While the method is able to efficiently exploit information derived from a good predictor, it is also capable of rejecting useless information derived from a bad one. Here we simulate responses that are essentially unrelated to ability (drawn from scrambled item parameters), so the paired correction between observed and predicted carries no usable signal:

set.seed(242424)
bad_pars    <- true_pars
bad_pars$a  <- pmax(0.05, abs(rnorm(n_items, 0, 0.1)))   # near-zero slopes
bad_pars$d  <- rnorm(n_items, 0, 2)                       # difficulties unrelated to truth

predicted_bad <- simulate_2pl(theta_human, bad_pars)
generated_bad <- simulate_2pl(rnorm(n_generated), bad_pars)

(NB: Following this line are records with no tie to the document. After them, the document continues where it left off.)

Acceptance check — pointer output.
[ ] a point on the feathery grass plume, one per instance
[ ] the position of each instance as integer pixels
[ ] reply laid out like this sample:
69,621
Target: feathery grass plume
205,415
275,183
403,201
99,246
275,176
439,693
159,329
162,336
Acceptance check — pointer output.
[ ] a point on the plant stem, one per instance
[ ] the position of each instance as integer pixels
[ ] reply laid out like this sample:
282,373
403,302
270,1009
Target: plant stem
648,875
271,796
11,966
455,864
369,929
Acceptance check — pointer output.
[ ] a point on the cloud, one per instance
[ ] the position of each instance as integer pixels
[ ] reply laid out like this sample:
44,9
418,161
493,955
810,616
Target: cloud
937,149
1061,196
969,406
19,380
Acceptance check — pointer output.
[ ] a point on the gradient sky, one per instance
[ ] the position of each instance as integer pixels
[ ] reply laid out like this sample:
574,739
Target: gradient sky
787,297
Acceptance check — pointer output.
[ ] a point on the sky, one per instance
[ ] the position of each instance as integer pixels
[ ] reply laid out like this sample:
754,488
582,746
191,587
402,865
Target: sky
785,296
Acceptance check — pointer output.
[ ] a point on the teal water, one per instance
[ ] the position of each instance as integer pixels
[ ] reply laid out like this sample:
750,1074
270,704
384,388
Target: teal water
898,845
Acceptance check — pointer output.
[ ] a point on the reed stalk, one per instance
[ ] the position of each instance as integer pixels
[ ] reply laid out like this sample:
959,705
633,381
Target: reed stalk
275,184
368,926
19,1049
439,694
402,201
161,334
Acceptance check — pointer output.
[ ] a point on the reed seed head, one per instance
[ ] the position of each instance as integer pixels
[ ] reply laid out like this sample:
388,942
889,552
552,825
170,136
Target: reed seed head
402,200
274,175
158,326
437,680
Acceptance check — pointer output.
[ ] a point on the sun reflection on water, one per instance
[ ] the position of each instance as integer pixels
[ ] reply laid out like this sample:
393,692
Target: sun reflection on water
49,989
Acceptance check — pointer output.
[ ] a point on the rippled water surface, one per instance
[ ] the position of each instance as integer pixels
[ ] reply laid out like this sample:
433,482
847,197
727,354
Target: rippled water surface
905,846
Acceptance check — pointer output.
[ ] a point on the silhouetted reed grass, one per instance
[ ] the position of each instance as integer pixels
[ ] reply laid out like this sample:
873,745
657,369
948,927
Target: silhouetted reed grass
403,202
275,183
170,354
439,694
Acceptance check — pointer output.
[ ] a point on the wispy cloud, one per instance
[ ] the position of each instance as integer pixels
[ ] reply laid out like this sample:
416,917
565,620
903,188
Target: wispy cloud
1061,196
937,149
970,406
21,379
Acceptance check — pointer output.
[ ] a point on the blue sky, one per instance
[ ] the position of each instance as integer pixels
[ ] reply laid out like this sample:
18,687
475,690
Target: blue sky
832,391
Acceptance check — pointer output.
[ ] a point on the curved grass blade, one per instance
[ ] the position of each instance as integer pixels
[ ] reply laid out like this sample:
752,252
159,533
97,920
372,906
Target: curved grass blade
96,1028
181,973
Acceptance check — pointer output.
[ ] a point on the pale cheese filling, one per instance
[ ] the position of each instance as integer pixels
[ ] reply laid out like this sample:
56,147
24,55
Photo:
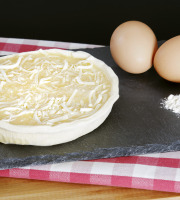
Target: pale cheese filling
49,89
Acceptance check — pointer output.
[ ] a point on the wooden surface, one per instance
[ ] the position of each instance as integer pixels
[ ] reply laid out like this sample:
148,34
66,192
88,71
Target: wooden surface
21,189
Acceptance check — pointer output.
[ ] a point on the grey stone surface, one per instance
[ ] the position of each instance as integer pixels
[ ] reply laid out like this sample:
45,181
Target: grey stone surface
136,125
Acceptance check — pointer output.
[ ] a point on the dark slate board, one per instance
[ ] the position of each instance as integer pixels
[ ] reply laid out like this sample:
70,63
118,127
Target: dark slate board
136,125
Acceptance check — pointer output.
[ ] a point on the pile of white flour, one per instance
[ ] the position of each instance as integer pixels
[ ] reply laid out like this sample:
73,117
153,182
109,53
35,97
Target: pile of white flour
172,102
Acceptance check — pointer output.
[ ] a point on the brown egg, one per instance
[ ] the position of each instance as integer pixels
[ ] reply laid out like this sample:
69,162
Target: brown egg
133,45
167,60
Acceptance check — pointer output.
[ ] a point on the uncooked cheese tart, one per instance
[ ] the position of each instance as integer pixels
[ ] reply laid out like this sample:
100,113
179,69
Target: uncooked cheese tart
53,96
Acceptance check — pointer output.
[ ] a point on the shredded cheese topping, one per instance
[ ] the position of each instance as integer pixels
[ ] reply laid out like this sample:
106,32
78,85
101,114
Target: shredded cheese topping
49,89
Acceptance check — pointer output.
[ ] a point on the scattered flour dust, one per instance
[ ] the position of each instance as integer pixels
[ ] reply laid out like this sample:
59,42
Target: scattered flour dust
172,102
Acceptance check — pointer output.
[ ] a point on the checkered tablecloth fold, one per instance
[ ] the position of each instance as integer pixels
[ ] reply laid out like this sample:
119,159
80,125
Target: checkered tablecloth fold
152,171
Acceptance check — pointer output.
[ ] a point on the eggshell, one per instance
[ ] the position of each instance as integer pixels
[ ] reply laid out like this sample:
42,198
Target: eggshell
133,45
167,60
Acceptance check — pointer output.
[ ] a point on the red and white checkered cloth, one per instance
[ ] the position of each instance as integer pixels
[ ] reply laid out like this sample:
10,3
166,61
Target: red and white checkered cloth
152,171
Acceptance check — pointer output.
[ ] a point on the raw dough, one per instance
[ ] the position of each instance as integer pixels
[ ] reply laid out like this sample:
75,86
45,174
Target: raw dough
53,96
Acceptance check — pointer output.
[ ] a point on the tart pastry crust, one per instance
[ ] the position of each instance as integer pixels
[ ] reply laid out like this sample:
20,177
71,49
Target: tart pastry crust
77,116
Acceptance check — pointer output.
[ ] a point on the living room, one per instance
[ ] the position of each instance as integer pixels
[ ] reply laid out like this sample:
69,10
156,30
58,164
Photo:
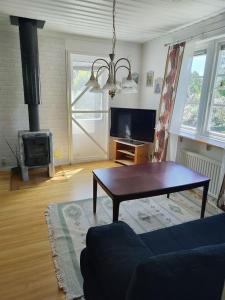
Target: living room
169,157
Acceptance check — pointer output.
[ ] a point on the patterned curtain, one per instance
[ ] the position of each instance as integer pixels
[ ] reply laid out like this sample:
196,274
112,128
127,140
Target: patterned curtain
168,95
221,198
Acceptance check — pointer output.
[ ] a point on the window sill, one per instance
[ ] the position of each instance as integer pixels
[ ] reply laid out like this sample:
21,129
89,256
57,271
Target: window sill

tuned_bad <- tune_lambda_ability_risk(
  observed     = observed,
  predicted    = predicted_bad,
  generated    = generated_bad,
  target_resp  = observed,
  initial_pars = human_start$pars,
  fit_fn       = fit_mixed_subjects_mml,
  control      = list(maxit = 200)
)

tuned_bad$best_lambda   # expect ~0: the useless LLM is correctly ignored
#> [1] 0.03332212

The criterion drives $\lambda \to 0$, recovering the human-only item parameters. As such, the same $\lambda$ tuning procedure both embraces informative predictions (as in the main example, $\lambda \to N/(n+N)$) and rejects an uninformative predictions ($\lambda \approx 0$).

Validation

A full simulation study confirms the recommended workflow behaves as intended:

$\mathbf{\lambda}$-selection tracks predictor quality. A perfect paired predictor $(F = Y)$ selects $\lambda \approx N/(n+N)$; a useless predictor is down-weighted to $\lambda \approx 0$.
The Louis-corrected standard errors provide correct coverage. Across all simulation conditions, including a useless or biased predictor, vcov() on a scalar MML fit attains nominal Wald-interval coverage (~0.91/0.96) for both discriminations and intercepts, whereas the uncorrected EM-Hessian covariance under-covers (~0.71/0.79).
No average harm done to ability scoring. The tuned ability-score RMSE is no worse than the human-only calibration on average (every regime’s mean $\Delta \text{RMSE} \leq 0$) when the predictor is uninformative.

See the Simulation Validation vignette for the full results, and simulations/ in the source tree for the reproduction code.